Management Fees Are Not Aligned with Investors’ Interest
Frasers Hospitality Trust’s management fee structure is not as aligned with investors’ interest as compared to its peers. The structure works as such.
|Base Fee||0.3% of Gross Asset Value|
|Performance Fee||5.5% of Distributable Income|
In effect, it does not motivate the management to actually do acquisitions and divestments that benefit investors.
For example, imagine an acquisition that is DPU or Yield dilutive, investors are actually losing out on value. In contrast, the management gets paid a higher performance fee due to the fact that post-acquisition, the total distributable income will increase.
Personally as a dividend growth investor, I favor performance-based fee structures that incentivise managers to grow the DPU year on year, through DPU accretive acquisitions. For this reason, I favor REITs that have a similar fee structure to Mapletree North Asia Commercial Trust (MNACT), whereby the performance fee is calculated based on the growth in DPU year on year.
Most Impacted Among Peers
Additionally, in comparison with its peers, using the quarter ending in March, Frasers Hospitality Trust’s performance seems to be the worst. Having its GR fall by 41.5% coupled with their NPI falling by 52% year on year,
As an illustration, if we assume a conservative 40% decrease in their NPI and GR for the entire FY2020, and that Frasers Hospitality Trust will conserve around 80% of their Distributable Income, we are looking at a conservative DPU decrease of at least 50%.
Assuming Singapore moves into Phase 2 of its Circuit Breaker re-opening by Q3 of 2020 and that the other countries such as Australia and Japan start opening up their lockdowns by then as well, we can safely assume a conservative 10% increase in DPU year on year.
|@ $0.47/share||FY19||Realistic FY20 Forecast||Realistic FY21 Forecast|
In conclusion, among the 4 local hospitality REITs, I would place Frasers Hospitality Trust at the bottom.
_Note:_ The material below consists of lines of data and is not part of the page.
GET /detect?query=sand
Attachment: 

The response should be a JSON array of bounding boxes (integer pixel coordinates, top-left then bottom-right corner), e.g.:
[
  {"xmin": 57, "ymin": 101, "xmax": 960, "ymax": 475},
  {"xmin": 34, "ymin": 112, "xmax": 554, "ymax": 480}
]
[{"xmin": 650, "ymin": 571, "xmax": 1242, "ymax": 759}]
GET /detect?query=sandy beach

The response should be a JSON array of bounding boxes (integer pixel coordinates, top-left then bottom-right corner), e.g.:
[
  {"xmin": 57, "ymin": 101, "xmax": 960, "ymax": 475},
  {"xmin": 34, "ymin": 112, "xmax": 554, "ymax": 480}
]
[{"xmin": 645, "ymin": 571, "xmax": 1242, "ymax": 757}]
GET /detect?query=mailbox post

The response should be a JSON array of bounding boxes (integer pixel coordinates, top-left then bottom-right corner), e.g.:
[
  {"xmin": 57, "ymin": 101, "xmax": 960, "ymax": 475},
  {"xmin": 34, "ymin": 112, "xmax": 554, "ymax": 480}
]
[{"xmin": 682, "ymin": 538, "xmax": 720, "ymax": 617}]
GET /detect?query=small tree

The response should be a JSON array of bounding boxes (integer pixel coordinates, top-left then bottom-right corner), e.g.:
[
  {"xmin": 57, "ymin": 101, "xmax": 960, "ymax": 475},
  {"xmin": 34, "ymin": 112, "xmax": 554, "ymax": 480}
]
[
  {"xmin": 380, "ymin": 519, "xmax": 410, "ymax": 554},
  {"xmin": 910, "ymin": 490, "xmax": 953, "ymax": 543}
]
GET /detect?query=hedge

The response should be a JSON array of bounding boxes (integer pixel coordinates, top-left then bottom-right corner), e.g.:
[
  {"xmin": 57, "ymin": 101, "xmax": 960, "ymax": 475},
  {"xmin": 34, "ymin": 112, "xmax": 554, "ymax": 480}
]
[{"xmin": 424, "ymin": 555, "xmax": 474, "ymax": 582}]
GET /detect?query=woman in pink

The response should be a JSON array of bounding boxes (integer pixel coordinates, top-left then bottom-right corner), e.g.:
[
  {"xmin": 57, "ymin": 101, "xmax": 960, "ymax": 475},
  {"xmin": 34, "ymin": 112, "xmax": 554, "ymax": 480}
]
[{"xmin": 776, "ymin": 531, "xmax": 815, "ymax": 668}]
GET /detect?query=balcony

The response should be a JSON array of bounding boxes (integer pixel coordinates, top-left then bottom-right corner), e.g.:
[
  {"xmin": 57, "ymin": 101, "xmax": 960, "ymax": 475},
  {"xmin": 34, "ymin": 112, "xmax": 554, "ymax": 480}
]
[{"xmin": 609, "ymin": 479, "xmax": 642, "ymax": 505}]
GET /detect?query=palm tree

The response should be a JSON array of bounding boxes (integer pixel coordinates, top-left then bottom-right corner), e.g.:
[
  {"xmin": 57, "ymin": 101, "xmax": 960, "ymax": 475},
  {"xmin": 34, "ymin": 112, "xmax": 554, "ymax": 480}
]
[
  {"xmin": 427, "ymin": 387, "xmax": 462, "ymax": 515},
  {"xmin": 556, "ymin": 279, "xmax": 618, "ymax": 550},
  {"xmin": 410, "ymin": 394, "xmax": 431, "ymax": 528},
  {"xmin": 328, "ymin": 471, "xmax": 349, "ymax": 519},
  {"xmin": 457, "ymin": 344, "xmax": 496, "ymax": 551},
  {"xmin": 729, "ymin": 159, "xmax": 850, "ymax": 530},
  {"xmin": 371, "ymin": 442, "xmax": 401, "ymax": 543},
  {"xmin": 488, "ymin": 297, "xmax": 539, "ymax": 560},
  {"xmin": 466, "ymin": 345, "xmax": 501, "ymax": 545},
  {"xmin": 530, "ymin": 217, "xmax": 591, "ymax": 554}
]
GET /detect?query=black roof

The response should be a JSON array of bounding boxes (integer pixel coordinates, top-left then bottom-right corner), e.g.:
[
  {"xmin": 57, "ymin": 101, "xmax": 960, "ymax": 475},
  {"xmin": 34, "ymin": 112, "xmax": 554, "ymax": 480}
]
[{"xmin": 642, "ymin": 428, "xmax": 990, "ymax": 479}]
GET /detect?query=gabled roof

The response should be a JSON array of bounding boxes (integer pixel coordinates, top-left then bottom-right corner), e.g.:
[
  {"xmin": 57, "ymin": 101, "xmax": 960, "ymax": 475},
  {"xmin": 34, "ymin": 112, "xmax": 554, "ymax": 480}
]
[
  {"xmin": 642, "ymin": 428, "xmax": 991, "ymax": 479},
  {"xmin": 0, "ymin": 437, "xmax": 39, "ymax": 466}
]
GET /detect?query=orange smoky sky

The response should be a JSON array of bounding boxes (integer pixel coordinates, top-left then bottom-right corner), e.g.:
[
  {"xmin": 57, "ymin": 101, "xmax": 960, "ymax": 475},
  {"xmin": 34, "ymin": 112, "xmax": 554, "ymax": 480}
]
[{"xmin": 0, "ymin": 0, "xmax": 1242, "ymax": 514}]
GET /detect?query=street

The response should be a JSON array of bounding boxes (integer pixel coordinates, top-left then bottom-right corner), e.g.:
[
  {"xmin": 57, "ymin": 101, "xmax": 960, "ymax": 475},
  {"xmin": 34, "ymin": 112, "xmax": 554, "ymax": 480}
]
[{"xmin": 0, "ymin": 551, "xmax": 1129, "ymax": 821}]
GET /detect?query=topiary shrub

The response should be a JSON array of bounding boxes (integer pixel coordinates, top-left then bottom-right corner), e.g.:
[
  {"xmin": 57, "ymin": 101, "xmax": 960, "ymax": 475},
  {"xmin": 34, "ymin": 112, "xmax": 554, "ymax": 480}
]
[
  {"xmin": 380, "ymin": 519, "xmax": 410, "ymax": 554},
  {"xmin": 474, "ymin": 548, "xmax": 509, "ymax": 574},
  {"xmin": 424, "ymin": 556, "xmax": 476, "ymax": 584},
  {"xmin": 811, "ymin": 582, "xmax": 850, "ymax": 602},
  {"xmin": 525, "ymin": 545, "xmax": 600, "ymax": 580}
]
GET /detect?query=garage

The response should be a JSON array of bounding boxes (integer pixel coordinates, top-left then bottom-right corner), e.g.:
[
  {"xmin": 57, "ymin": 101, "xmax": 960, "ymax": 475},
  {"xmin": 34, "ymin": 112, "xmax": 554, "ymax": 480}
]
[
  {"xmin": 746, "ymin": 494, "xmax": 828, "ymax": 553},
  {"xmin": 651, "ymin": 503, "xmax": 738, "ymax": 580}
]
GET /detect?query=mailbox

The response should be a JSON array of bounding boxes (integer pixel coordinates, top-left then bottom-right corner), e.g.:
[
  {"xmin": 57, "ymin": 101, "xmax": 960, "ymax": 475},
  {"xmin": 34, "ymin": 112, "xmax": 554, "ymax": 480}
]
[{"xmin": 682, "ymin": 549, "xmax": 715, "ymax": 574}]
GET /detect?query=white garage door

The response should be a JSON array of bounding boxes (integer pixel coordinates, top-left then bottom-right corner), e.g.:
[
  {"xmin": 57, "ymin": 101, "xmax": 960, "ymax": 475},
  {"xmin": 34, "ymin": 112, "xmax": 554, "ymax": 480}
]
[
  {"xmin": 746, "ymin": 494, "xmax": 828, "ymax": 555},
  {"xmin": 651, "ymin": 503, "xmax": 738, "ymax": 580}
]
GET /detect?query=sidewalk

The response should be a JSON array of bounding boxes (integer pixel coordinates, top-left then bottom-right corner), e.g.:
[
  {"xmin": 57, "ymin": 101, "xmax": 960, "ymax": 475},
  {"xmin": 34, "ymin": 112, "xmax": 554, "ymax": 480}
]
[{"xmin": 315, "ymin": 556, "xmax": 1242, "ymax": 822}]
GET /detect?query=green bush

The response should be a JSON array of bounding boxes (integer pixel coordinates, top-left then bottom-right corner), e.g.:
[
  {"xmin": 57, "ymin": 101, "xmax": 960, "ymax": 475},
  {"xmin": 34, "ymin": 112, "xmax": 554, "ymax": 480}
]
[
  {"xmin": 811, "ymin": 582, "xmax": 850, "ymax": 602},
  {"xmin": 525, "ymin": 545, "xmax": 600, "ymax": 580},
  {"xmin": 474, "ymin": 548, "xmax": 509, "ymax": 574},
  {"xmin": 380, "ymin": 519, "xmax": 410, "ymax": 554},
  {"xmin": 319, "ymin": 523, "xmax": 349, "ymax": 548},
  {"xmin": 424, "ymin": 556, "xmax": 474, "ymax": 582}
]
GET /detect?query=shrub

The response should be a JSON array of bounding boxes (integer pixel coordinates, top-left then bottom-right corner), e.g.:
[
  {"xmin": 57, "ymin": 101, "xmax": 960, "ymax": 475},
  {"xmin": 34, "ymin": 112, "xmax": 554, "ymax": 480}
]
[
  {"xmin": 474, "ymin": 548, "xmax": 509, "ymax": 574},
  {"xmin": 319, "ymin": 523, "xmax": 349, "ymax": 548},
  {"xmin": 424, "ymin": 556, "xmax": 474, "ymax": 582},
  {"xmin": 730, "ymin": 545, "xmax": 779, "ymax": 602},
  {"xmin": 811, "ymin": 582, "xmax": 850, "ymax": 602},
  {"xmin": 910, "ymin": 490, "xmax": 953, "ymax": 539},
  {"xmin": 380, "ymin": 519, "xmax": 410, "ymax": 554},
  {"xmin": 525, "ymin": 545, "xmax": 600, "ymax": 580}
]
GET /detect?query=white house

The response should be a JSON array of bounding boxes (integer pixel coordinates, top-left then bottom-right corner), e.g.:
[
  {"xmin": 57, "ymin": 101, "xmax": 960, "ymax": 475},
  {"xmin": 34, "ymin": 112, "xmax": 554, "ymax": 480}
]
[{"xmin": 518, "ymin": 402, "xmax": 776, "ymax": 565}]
Even though there is a huge upside potential coming from its pipeline ROFR assets, at its current valuation, the other 3 REITs are much more attractive and offer a better risk to reward ratio.
Also, I personally don’t like the fee structure that they have as it’s not aligned with investors’ interest. Henceforth, I would buy more of Ascott Residence Trust, CDL Hospitality Trust and Far East Hospitality Trust simply.